Widzę Łódź: Podkładanie się pod śmieszność [FELIETON]
Lubimy się w Łodzi rozśmieszać. Czasem aż do bólu.
Radni przeznaczyli przeszło pół miliona złotych na nowy, planowany na listopad Łódź Stand-up Festival w Atlas Arenie, o którym na razie wiadomo tyle, że będzie śmieszny. Równie zresztą, jak przeznaczanie na niego publicznych pieniędzy. Według wyjaśnień Łódzkiego Centrum Wydarzeń, czeka nas dwudniowa impreza, na której zaprezentują się „czołowi przedstawiciele sceny stand-upowej w kraju”. Twierdzi się przy tym, że wydarzenie ma „poszerzyć kulturalno-rozrywkową ofertę miasta” i „budować jego wizerunek”. Wizerunek pojmowany szczególnie. Mamy w Łodzi festiwal z czołowymi przedstawicielami sceny disco polo, odbywają się zbiorowe popisy polskich tzw. kabaretów, leją się po czołach przedstawiciele „sportów” klatkowych. Stand-up jest ludyczną zabawą z tej samej mniej więcej sfery. I choć to, rzecz jasna, z jakichś powodów potrzebne współczesnym odbiorcom formy igrzysk (i dobrze dla ekonomii Łodzi, iż tutaj są) ale po pierwsze - na tego rodzaju przedsięwzięciach dumnego oblicza miasta się nie zbuduje, po drugie - miasto winno jedynie stwarzać warunki dla możliwości organizowania tej jakości komercyjnych wydarzeń prywatnym podmiotom, a nie je ze społecznych funduszy wspierać, a tym bardziej produkować, po trzecie - efektywnie wzbogacają one siłę rażenia miasta, gdy mają wysokiej klasy przeciwwagę, w którą miasto angażuje się właśnie z własnym budżetem: bo to i element rewitalizacji społecznej, i możliwość wchodzenia w relacje z innymi ośrodkami kraju i świata z wysokiego poziomu, nawet gdy frekwencja niższa niż wokół klatki.

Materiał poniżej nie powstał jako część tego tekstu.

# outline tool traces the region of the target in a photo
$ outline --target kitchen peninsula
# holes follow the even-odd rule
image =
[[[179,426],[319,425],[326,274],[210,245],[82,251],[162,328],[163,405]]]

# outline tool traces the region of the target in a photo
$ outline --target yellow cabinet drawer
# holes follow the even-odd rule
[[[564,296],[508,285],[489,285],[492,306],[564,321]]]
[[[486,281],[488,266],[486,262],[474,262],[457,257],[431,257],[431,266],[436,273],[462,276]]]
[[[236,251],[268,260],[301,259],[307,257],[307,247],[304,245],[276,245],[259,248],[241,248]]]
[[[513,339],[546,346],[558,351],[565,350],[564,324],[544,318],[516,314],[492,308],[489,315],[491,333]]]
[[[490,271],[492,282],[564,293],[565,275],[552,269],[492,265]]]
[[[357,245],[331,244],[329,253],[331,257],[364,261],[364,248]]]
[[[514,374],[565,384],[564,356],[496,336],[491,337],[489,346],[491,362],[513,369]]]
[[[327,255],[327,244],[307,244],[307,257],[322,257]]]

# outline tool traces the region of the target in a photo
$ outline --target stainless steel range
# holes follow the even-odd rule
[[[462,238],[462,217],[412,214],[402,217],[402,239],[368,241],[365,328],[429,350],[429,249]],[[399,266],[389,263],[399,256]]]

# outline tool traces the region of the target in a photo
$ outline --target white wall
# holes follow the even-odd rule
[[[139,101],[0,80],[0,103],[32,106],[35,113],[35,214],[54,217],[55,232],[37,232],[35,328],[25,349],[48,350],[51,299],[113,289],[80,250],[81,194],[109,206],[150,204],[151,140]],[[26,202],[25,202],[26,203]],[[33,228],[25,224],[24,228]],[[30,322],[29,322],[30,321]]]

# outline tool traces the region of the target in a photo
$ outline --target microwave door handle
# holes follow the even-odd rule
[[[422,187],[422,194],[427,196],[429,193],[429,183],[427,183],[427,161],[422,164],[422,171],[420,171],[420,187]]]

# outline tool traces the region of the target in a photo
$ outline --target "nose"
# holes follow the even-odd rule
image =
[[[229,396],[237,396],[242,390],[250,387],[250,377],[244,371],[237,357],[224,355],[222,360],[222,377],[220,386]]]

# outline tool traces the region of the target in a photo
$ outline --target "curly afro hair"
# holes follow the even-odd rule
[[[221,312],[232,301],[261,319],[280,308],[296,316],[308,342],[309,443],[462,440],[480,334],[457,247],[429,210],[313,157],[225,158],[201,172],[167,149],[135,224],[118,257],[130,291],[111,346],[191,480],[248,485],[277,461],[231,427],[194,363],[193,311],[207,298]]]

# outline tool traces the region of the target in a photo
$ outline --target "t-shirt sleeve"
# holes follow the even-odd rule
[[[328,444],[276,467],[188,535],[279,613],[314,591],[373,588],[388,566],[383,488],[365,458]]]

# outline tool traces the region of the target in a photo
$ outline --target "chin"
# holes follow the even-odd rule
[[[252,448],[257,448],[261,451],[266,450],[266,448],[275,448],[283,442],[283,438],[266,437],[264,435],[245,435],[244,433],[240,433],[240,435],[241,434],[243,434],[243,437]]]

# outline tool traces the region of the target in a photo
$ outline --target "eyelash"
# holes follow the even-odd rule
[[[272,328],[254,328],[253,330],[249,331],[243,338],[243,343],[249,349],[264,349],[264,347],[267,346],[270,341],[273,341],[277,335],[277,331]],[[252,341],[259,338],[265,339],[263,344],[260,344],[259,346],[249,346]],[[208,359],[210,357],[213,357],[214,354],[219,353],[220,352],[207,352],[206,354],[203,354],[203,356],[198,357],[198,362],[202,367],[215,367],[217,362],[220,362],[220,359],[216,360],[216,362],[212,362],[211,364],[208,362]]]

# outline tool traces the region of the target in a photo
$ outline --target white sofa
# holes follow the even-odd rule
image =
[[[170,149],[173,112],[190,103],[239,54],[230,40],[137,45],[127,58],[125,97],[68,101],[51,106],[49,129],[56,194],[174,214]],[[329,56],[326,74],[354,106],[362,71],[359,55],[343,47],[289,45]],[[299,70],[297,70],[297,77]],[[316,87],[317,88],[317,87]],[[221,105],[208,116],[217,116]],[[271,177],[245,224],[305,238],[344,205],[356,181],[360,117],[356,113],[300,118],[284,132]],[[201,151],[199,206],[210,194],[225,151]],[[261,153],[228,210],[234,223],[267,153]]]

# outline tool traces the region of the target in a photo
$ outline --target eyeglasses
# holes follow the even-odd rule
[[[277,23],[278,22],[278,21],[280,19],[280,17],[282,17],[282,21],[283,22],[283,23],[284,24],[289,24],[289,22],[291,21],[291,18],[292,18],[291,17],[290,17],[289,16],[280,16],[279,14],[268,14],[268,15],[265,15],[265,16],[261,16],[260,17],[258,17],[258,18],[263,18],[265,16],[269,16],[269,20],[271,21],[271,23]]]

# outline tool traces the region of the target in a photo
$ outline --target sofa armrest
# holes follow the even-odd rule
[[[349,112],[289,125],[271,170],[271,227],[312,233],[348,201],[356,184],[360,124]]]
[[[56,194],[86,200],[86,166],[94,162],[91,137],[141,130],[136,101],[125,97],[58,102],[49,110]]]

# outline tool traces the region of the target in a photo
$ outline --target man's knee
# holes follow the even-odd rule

Miasto bowiem to nie firma, tylko idea. Od dawna twierdzę, że uruchomienie w Łodzi energii (i konsekwentne jej wspieranie) polskiego centrum kulturalno-rozrywkowego z jednej strony ze sztuką z półki najwyższej, a z drugiej z lokalami w stylu Moulin Rouge i „czerwoną dzielnicą” np. na Wschodniej to jedyna szansa dla Łodzi na napływ dużych pieniędzy i rozwój w szybkim tempie. Lecz szkoda, że inwestujemy w dodatki, nie treść.